Two different positive numbers $a$ and $b$ each differ from their reciprocals by $1$. What is $a+b$?

$\text{(A) }1 \qquad \text{(B) }2 \qquad \text{(C) }\sqrt 5 \qquad \text{(D) }\sqrt 6 \qquad \text{(E) }3$

Solution 1

Each of the numbers $a$ and $b$ is a solution to $\left| x - \frac 1x \right| = 1$.

Hence it is either a solution to $x - \frac 1x = 1$, or to $\frac 1x - x = 1$. Then it must be a solution either to $x^2 - x - 1 = 0$, or to $x^2 + x - 1 = 0$.

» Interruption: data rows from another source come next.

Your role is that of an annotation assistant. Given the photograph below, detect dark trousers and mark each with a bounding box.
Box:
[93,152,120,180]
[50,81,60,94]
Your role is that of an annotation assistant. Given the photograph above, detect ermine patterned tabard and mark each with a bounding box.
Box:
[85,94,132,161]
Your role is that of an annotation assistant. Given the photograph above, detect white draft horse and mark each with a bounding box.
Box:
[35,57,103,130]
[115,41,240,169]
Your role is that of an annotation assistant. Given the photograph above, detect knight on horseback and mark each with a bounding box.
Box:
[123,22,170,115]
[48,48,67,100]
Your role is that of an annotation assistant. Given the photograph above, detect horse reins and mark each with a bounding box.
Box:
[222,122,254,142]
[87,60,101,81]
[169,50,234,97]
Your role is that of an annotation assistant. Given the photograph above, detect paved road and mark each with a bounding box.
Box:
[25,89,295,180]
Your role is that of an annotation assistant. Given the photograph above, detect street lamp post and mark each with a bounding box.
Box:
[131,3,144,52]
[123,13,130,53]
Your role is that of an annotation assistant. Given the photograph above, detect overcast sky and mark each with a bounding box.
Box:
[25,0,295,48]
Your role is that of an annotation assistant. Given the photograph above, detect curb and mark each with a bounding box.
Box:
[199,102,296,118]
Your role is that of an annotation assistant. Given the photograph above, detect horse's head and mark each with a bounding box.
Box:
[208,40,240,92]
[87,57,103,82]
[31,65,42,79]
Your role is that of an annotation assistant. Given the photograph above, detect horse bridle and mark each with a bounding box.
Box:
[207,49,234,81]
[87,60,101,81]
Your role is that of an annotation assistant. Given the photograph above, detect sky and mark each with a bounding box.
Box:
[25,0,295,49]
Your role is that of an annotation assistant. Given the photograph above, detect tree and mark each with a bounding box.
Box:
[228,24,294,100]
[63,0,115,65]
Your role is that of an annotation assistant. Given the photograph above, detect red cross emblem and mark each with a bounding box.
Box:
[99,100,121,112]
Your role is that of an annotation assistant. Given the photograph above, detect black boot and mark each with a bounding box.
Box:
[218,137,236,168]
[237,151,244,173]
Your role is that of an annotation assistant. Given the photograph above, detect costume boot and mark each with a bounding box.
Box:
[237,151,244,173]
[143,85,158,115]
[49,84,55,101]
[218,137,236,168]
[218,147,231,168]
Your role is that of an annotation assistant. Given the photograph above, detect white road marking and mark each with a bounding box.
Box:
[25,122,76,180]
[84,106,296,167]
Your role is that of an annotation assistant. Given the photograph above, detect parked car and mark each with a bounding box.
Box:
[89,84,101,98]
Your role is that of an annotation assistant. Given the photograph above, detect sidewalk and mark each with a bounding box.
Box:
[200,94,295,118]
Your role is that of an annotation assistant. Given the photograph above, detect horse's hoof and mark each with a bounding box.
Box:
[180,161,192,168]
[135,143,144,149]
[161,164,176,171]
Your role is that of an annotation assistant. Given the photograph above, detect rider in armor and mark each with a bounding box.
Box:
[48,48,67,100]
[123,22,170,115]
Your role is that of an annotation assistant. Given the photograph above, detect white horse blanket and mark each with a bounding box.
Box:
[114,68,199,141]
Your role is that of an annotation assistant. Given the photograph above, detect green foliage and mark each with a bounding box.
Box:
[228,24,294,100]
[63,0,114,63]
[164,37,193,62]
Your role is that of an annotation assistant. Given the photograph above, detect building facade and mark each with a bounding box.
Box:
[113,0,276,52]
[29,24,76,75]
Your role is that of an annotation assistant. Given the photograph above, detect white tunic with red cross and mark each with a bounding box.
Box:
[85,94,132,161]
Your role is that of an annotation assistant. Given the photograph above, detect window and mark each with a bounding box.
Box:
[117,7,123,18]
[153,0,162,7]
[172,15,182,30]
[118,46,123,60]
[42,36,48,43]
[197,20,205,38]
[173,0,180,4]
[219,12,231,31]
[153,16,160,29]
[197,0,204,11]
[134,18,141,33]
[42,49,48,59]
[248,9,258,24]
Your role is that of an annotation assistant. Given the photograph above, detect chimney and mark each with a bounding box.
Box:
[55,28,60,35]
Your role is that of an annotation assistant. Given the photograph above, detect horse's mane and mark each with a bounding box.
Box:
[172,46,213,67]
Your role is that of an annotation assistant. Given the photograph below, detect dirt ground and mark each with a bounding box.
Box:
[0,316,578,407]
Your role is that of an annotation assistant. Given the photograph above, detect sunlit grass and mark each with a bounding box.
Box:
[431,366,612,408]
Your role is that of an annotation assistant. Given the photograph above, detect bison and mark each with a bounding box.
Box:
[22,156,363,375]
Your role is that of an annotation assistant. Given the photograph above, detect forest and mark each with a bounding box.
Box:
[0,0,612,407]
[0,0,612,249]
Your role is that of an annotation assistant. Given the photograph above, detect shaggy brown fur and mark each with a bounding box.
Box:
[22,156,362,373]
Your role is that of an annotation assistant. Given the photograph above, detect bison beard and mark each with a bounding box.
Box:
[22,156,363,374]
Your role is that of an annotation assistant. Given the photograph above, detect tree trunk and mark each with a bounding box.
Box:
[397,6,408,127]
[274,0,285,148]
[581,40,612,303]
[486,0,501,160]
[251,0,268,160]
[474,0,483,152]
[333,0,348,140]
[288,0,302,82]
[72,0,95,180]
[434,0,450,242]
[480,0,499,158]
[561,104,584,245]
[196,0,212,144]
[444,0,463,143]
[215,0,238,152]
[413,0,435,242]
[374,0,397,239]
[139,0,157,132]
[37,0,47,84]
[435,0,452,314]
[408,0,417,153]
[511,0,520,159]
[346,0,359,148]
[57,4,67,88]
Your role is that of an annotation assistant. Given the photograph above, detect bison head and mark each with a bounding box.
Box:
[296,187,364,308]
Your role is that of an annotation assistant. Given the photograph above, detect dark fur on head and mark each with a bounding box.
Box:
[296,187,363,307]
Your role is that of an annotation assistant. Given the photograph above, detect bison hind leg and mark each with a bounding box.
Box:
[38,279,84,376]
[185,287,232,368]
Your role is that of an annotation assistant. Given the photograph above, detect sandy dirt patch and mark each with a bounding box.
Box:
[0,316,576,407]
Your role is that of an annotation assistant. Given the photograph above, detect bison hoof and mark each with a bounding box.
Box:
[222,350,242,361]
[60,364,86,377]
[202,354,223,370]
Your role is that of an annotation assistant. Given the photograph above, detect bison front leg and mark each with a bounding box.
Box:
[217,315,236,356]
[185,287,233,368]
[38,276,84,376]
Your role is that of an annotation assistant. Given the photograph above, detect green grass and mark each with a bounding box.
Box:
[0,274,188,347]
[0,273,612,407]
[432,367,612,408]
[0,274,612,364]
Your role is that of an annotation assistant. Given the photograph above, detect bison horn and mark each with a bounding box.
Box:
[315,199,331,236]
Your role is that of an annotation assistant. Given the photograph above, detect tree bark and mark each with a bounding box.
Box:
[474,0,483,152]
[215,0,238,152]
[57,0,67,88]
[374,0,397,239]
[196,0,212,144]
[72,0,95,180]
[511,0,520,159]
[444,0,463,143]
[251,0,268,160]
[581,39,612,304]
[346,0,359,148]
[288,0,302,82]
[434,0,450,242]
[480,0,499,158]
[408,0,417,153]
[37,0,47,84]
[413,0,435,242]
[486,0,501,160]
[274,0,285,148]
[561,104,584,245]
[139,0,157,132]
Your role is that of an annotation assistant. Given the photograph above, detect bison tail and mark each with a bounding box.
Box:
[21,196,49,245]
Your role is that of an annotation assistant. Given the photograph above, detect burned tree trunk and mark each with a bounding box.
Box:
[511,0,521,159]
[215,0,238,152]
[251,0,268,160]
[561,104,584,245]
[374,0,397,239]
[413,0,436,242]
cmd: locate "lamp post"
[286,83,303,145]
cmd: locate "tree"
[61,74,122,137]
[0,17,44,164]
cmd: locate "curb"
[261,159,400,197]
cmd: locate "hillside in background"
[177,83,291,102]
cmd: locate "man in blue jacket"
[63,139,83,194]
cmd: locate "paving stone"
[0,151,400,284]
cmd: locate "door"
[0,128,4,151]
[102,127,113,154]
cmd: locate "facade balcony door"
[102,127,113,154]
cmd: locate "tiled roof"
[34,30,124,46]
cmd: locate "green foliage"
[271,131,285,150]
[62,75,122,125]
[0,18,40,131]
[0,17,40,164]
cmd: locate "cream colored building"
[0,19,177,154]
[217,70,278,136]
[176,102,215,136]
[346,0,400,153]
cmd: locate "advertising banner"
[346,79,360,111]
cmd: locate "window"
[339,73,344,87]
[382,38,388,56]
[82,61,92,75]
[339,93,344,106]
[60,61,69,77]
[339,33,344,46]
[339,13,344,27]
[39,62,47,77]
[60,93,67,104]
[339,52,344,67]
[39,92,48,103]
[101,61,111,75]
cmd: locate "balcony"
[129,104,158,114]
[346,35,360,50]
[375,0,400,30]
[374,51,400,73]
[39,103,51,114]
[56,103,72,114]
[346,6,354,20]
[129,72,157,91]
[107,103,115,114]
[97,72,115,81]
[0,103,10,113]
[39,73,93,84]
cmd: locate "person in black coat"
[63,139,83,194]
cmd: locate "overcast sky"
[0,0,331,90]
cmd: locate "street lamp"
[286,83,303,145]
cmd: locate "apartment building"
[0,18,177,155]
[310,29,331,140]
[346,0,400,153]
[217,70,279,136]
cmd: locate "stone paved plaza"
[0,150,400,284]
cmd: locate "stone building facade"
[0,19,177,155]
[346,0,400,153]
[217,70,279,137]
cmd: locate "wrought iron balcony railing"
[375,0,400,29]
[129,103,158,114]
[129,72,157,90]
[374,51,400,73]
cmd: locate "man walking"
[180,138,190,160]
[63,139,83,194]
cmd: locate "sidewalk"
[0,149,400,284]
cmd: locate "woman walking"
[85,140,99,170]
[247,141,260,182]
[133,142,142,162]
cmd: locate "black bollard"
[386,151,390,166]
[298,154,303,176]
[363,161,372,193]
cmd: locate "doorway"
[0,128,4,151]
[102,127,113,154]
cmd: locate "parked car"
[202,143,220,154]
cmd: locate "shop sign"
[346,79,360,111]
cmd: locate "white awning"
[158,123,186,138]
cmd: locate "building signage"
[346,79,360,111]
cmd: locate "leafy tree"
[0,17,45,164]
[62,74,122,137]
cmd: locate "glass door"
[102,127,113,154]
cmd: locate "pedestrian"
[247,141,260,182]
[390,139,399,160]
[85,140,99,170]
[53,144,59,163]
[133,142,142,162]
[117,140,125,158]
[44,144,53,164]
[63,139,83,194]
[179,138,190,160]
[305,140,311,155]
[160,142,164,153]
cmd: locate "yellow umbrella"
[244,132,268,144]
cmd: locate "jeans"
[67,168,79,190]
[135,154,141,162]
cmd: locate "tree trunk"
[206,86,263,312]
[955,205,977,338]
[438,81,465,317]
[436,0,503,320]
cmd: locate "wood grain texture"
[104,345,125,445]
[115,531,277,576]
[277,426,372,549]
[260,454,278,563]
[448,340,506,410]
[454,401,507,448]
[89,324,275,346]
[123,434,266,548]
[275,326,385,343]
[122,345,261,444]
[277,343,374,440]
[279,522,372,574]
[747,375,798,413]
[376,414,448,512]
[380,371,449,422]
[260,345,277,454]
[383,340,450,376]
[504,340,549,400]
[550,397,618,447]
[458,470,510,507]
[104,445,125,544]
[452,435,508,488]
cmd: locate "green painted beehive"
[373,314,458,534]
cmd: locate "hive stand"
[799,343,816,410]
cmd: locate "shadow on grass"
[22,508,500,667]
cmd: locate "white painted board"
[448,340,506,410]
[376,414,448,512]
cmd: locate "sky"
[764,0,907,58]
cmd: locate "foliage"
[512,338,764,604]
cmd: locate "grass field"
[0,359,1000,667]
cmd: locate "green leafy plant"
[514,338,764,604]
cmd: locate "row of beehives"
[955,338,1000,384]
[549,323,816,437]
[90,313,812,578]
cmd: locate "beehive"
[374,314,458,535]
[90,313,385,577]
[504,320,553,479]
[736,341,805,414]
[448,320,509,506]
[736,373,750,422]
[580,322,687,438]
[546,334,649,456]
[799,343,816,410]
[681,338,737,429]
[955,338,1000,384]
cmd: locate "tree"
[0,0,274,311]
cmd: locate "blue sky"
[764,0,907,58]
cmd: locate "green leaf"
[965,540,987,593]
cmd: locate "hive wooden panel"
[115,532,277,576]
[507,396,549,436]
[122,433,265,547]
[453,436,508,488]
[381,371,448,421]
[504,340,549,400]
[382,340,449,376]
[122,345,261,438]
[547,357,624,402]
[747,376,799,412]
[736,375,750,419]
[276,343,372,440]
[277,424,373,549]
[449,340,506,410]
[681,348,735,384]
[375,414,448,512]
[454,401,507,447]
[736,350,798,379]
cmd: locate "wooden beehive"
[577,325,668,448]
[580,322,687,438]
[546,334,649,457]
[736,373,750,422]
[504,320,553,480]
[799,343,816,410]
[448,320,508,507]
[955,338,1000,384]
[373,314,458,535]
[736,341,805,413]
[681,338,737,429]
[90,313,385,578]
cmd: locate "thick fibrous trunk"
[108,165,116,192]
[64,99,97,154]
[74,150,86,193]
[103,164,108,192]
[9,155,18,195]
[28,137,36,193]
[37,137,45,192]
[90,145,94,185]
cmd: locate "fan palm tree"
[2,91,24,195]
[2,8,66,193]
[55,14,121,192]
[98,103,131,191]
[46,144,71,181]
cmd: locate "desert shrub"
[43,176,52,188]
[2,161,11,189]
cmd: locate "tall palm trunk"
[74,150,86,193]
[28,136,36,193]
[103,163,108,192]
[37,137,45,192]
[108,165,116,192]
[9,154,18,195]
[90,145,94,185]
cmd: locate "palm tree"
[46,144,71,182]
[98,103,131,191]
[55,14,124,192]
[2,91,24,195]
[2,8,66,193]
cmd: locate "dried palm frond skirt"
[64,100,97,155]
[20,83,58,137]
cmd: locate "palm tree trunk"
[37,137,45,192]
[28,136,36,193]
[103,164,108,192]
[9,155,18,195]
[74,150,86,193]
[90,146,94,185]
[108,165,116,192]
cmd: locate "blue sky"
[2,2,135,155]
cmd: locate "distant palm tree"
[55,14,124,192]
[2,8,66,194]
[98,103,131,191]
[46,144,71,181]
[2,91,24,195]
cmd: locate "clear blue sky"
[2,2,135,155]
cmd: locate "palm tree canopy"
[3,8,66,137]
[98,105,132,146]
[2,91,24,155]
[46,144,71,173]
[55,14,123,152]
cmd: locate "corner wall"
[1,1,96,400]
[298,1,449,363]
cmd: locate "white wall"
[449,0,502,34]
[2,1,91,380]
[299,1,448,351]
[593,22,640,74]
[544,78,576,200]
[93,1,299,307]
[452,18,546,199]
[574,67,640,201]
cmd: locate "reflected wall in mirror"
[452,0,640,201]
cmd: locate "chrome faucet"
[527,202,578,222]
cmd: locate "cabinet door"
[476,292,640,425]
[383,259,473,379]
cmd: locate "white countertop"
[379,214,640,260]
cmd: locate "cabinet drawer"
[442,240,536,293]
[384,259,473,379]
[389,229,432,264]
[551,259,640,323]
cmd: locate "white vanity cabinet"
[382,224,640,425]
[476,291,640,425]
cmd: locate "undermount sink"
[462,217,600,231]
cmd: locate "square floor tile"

There are in total four such values of $x$, namely $\frac{\pm 1 \pm \sqrt 5}2$.

Out of these, two are positive: $\frac{-1+\sqrt 5}2$ and $\frac{1+\sqrt 5}2$. We can easily check that both of them indeed have the required property, and their sum is $\frac{-1+\sqrt 5}2 + \frac{1+\sqrt 5}2 = \boxed{(C) \sqrt 5}$.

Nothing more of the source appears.